Home Uncategorized Who’s On First? Solving the Top per Group Problem (Part 1: Technique)

Who’s On First? Solving the Top per Group Problem (Part 1: Technique)

February 8, 2008

3118

Relative comparison is a simple matter of human nature. From early childhood we compare and contrast what we see in the world around us, building a means by which to rate what we experience. And as it turns out, this desire to discover top and bottom, rightmost and leftmost, or best and worst happens to extend quite naturally into business scenarios. Which product is the top seller? How about the one that’s simply not moving off the shelves? Which of our customers has placed the most expensive order? What are the most recent orders placed at each of our outlets?
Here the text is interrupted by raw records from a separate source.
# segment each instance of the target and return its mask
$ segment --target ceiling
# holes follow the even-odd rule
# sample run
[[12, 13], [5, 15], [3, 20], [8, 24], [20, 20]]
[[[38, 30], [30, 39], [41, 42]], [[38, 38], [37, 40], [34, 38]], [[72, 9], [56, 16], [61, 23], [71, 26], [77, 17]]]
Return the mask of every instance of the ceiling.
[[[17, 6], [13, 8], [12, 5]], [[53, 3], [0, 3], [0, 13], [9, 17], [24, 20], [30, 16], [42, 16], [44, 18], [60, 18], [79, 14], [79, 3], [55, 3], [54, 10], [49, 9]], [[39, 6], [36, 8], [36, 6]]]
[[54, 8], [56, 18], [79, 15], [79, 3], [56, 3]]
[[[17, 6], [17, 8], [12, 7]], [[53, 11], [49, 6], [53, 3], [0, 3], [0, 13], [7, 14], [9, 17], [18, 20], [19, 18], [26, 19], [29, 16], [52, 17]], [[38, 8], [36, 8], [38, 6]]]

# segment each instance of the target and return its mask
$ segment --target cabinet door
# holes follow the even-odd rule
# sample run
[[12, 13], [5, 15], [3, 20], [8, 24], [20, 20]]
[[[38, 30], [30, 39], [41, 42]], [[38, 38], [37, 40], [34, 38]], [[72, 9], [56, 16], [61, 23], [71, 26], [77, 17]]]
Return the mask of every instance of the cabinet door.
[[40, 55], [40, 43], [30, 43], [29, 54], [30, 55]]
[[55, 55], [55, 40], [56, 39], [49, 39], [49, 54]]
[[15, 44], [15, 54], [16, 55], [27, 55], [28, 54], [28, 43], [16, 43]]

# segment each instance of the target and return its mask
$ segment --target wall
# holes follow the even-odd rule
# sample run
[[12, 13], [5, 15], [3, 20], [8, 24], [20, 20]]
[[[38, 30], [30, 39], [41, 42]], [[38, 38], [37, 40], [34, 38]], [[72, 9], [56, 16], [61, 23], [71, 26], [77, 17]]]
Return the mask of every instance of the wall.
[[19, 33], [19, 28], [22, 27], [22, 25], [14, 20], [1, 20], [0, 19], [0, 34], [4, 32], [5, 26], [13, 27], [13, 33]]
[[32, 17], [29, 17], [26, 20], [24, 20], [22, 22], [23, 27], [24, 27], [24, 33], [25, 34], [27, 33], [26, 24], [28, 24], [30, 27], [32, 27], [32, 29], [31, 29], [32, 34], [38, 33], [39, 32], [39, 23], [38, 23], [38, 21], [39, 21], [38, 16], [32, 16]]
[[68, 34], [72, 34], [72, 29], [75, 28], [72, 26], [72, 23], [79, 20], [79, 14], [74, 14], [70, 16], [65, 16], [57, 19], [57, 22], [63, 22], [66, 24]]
In the world of common business questions, the edge cases are generally of most interest. What’s in the middle is unimportant; it’s often too difficult for the mind to compare and comprehend when there are hundreds, thousands, or even millions of items, transactions, or facts that are all within a similar range. Instead, we focus on those that stick out in some extraordinary way.

Those of us who work with SQL products on a regular basis are faced with solving this same problem time and again as we work through various business requirements. Over time, I have noticed four basic query patterns that can be used to solve the problem; each are logically equivalent (within certain restrictions — more on that later), but can have surprisingly different performance characteristics depending on the data being queried. In this first post, I will outline the available patterns/methods. In the following posts, I will show the results of testing each pattern against a variety of scenarios in an attempt to discover where and when each should be used.

The four basic patterns are outlined below. Each of the methods is illustrated using a query to show all customers’ names, plus their most recent order date, and the amount of that order. I’ve included notes that indicate where logic differences can arise among the various methods.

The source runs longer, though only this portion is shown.